A Haystack 2.x DocumentStore + Retriever backed by sqlite-vec — embedded vector search in a single SQLite file, cross-platform (Linux / macOS / Windows / Android / iOS / WASM).
Haystack is deepset's open-source framework for building LLM applications and RAG pipelines out of composable components. sqlite-vec is a pure-C SQLite extension that adds vector search to any SQLite database. This package connects the two.
Most Haystack document stores are backed by a server process. This one is a single SQLite file: nothing to run, nothing to configure, and the indexed corpus can be copied to another machine or device as-is. That makes it a good fit for local-first applications and on-device RAG. sqlite-vec is the successor to the deprecated sqlite-vss and runs anywhere SQLite runs.
pip install sqlite-vec-haystackThis pulls in haystack-ai>=2.27.0 and sqlite-vec>=0.1.6 automatically.

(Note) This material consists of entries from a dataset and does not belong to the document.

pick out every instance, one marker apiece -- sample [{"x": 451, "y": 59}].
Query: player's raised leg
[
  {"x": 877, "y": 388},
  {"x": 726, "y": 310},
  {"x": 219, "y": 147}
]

from haystack import Document, Pipeline
from haystack.components.embedders import (
SentenceTransformersDocumentEmbedder,
SentenceTransformersTextEmbedder,
)
from haystack.document_stores.types import DuplicatePolicy
from haystack_integrations.components.retrievers.sqlite_vec import SQLiteVecEmbeddingRetriever
from haystack_integrations.document_stores.sqlite_vec import SQLiteVecDocumentStore
# 1. Set up the store
store = SQLiteVecDocumentStore(
db_path="corpus.db",
embedding_dim=384,
distance_metric="cosine", # "cosine" | "l2" | "dot"
)
# 2. Index documents (embedding is produced upstream by any Haystack embedder)
doc_embedder = SentenceTransformersDocumentEmbedder(model="sentence-transformers/all-MiniLM-L6-v2")
doc_embedder.warm_up()
docs = doc_embedder.run([Document(content="Berlin is the capital of Germany.")])["documents"]
store.write_documents(docs, policy=DuplicatePolicy.OVERWRITE)
# 3. Retrieve via a Haystack pipeline
text_embedder = SentenceTransformersTextEmbedder(model="sentence-transformers/all-MiniLM-L6-v2")
retriever = SQLiteVecEmbeddingRetriever(document_store=store, top_k=5)
pipeline = Pipeline()
pipeline.add_component("text_embedder", text_embedder)
pipeline.add_component("retriever", retriever)
pipeline.connect("text_embedder.embedding", "retriever.query_embedding")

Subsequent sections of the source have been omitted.